EFFECT OF SOME THERAPY FUNCTIONAL FOODS ON BONE HEALTH IN OSTEOPOROTIC RATS
2019
mohamed awad
This study was conducted to demonstrate the effect of feeding on defatted soy bean and flaxseed flour as protein and phytoestrogen sources; broccoli and red cabbage as antioxidant sources; in addition to skimmed milk powder as a calcium source in prevention of bone loss and cell damage that usually accompanies aging process. Raw materials were subjected to proximate analysis and biologically evaluation on ninety six 4 month aged female albino rats. Eight rats were regarded as an initial group. Other eight rats were hold as a normal negative control group and fed on a basal diet. The remaining rats were ovariectomized and fed on low calcium diet for 8 weeks to produce osteoporosis model. Osteoporotic rats were divided into 9 groups (each of 8 rats) fed on standard diet supplemented with: I) soy bean flour, II) soy bean flour and broccoli, III) soy bean flour and red cabbage, IV) soy bean flour and mixture of broccoli and red cabbage, V) defatted flaxseed, VI) defatted flaxseed and broccoli, VII) defatted flaxseed and red cabbage, VIII) defeated flaxseed and mixture of broccoli and red cabbage.

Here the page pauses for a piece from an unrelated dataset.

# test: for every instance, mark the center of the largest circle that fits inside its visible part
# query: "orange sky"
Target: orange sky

Skimmed milk powder and vitamin D were added to the diet of each tested group. One group was kept as a positive control and fed on a standard diet. The results showed a decreases in body weight, changes in relative weight of kidney and liver organs, physical properties of bone, also decreases in serum and bone minerals including; calcium, magnesium and phosphorus in osteoporotic model .A decreasing in estradiol and increasing in parathyroid hormone as a bone marker were also found. Results observed in tested groups showed that the highest recovery for the parameters were found in group IV which fed on standard diet supplemented with soy bean flour and mixture of broccoli and red cabbage followed by group VIII which fed on standard diet supplemented with defatted flaxseed and a mixture of broccoli and red cabbage. Therefore, it could be concluded that the aforementioned mixtures may be a promising sources to produce a functional food for prevention of bone loss and cell damage.